Страница 11 из 15
Также начали изыскания для строительства железной дороги на север вдоль Каспия. От Махачкалы через Кизляр в сторону Астрахани и далее на Царицын[6] по правому берегу Волги. И дальше…
Шаху же, пока он думал и ломался, сделали дополнительное предложение — направлять в Союз своих людей на обучение. Это, кстати, тоже у Реза Пехлеви не вызвало восторга, так как он прекрасно понимал, какое сильное влияние обучение станет оказывать на его людей. То есть, с одной стороны да, ему остро требовались специалисты буквально во всех областях. А с другой стороны, он опасался того, что они будут скорее советскими специалистами с лицом иранца, чем его.

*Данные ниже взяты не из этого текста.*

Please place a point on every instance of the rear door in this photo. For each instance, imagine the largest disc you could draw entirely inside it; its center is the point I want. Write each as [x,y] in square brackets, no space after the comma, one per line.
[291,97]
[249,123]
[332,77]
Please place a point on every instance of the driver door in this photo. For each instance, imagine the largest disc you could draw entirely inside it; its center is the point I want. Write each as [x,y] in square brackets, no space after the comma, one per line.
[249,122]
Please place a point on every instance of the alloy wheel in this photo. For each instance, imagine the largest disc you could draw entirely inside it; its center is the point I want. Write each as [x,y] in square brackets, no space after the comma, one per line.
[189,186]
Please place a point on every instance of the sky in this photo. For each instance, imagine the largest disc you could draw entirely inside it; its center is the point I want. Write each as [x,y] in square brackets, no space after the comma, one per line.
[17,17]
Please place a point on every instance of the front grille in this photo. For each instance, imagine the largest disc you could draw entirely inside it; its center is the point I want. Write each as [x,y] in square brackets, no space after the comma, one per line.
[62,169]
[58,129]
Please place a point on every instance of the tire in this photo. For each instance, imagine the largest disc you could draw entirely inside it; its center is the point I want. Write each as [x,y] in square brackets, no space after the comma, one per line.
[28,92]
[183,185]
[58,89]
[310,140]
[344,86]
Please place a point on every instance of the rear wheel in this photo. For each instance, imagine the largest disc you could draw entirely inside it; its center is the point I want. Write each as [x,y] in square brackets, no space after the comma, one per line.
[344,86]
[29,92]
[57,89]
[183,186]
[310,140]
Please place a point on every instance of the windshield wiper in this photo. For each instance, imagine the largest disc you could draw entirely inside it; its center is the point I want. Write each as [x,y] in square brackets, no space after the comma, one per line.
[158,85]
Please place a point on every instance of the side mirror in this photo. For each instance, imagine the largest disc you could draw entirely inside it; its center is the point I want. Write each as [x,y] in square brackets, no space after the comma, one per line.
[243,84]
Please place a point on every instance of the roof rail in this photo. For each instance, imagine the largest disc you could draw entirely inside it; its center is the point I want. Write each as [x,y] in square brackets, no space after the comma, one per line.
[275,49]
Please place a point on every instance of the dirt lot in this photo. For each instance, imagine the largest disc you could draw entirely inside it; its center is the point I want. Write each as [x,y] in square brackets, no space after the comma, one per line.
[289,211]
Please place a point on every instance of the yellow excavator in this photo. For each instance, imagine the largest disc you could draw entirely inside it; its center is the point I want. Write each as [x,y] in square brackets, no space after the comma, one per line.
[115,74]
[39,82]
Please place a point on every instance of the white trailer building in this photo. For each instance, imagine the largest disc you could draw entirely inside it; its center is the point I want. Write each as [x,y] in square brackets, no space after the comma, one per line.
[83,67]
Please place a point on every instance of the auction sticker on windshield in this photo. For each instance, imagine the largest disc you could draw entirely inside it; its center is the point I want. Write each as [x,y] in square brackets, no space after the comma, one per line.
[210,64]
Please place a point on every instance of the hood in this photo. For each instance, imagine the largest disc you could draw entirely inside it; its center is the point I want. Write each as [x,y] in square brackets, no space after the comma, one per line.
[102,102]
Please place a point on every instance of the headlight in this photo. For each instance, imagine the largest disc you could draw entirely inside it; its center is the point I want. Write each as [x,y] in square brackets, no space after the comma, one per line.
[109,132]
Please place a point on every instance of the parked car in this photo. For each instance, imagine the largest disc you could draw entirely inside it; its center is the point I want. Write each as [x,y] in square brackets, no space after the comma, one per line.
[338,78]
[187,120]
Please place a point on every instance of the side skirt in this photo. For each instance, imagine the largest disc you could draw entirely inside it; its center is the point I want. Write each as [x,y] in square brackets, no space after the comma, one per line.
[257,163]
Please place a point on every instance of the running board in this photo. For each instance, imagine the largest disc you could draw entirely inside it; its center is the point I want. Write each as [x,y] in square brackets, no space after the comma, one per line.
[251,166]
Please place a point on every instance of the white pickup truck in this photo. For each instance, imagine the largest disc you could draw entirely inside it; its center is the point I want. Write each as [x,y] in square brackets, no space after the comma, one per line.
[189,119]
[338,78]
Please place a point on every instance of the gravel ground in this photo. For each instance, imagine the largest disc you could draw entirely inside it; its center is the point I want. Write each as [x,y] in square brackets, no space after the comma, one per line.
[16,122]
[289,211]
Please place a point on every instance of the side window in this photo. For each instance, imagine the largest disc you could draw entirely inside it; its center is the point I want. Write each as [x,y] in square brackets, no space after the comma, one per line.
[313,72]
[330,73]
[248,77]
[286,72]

Впрочем, представители Союза не настаивали и не давили, чтобы не спугнуть и без того «робкого» клиента. Тем более, что, положа руку на сердце, принять большого количества учащихся по интернациональной программе пока вряд ли было реально. Во всяком случае в нормальном объеме.
Образование Союза пока только разворачивалось под растущие нужды экономики. И с 1 января 1929 года должна была вступить в силу очередная реформа. Которой требовалось время, чтобы ее успели претворить в жизнь.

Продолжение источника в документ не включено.